The colloquial saying of ‘we train how we fight’ is widely known across the ADF, and perhaps even more so throughout Army. The concept of using the real equipment, stores and processes in order to inform our training is not a new one, but it can be poorly executed.
A focus on medical education and training within Army from point of injury through to surgical simulation within the Role Two Echo and simulated evacuation on fixed and rotary wing assets is one example of how Army regularly trains. But why? And why must commanders fight for this type of training to be the future of Army medical training? The simple answer is that we do not rise to the occasion, we fall to our standard of training.

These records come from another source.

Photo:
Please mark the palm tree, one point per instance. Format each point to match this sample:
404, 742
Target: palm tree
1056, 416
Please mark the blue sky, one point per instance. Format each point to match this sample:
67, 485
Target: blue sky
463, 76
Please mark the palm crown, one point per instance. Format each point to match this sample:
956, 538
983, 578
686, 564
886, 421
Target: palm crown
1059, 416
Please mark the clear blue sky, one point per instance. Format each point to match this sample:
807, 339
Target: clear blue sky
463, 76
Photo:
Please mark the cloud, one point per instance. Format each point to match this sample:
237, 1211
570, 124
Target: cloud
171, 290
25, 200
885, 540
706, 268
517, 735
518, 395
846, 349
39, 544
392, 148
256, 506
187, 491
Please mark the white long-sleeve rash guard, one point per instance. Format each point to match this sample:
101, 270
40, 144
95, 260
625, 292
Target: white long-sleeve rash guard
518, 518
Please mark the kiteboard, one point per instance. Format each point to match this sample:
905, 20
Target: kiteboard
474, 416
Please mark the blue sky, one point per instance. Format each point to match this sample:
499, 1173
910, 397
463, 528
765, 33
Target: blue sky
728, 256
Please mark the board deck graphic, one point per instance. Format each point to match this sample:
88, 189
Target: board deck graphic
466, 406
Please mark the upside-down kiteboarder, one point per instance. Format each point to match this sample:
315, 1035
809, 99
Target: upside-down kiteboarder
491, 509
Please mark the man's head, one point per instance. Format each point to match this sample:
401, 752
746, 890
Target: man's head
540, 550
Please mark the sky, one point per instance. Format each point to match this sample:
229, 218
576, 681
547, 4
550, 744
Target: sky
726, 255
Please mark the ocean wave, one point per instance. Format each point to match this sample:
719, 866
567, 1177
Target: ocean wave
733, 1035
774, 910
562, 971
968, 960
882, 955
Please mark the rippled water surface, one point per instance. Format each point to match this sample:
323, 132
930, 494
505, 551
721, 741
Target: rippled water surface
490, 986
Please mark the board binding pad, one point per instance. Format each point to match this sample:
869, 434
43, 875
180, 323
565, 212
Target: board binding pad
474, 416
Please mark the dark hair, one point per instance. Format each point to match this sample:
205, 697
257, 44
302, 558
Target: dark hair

But it’s more than this. Half the battle of really caring for patients is about having the supplies and equipment to do so. Logistics and supply simulation MUST be ingrained into high fidelity training because if you don’t use it, you lose it. Our logistics and resupply is hardly ever truly put to the test, because why would you wait between 24 hours to 28 days for the things you need when you can get PTE Bloggs to put it on the next milk run? When we don’t allow these aspects of our supply chain to be tested, it’s impossible for them to fall to their standard of training, let alone rise to the occasion.
Why do we need high fidelity training and resupply simulation?
When a clinical team is out field, they are NO DUFF – i.e. they are there providing health affect to a real capability to ensure our troops are safe. As a result, training is not the focus for these teams. Further, the teams are often ad hoc, and filled with relatively junior clinicians. Whilst these clinicians are skilled in their own right, when teams haven’t worked together extensively before, it impairs clinical outcomes. Similarly, when teams haven’t trained with the real equipment and stores before, and haven’t had a chance to test how long things actually take, it impairs clinical outcomes.
Health commanders must give health clinicians time to train as a team and time to learn to refine their craft. They must also understand that the only way to get better, faster, stronger teams is to let them train with the right stores, the right equipment, and under real timelines. Because if we do not rise to the occasion; we fall to our standard of training.
Things take time, sim-isms aren’t real
Putting in a cannula takes time. Getting blood drawn takes time. Giving patients drugs and letting them take effect, takes time. Getting restocked takes time. When we only ever play our simulations according to ‘sim-ism’ without taking the actual time to do the physical actions of the task at hand, not only do we let our team down, but we are letting our capability down; as without real-time training, we can never truly test our capability.
This point stands not only in the medical world, but in the complex world of logistics as well. In order to truly have assurance of our logistics capabilities we must truly exercise them. If that means saying ‘no’ to the doctor, nurse or medic asking for the fifth bag of blood when we only carry four on the load list, then that is what is required to achieve the right training outcome. The austere environment requires both clinicians and logisticians alike to be adaptable and forward thinking; to have strategic perspective and apply pragmatic judgment to all tasks. This is what sets us apart from our civilian counterparts. When we don’t allow these aspects of our training to be tested, it’s impossible for them to fall to their standard of training, let alone rise to the occasion.
Commanders, clinicians and logisticians alike must be encouraged to rise to the challenge of truly testing our training and processes. How else will we ever know if we are truly good enough?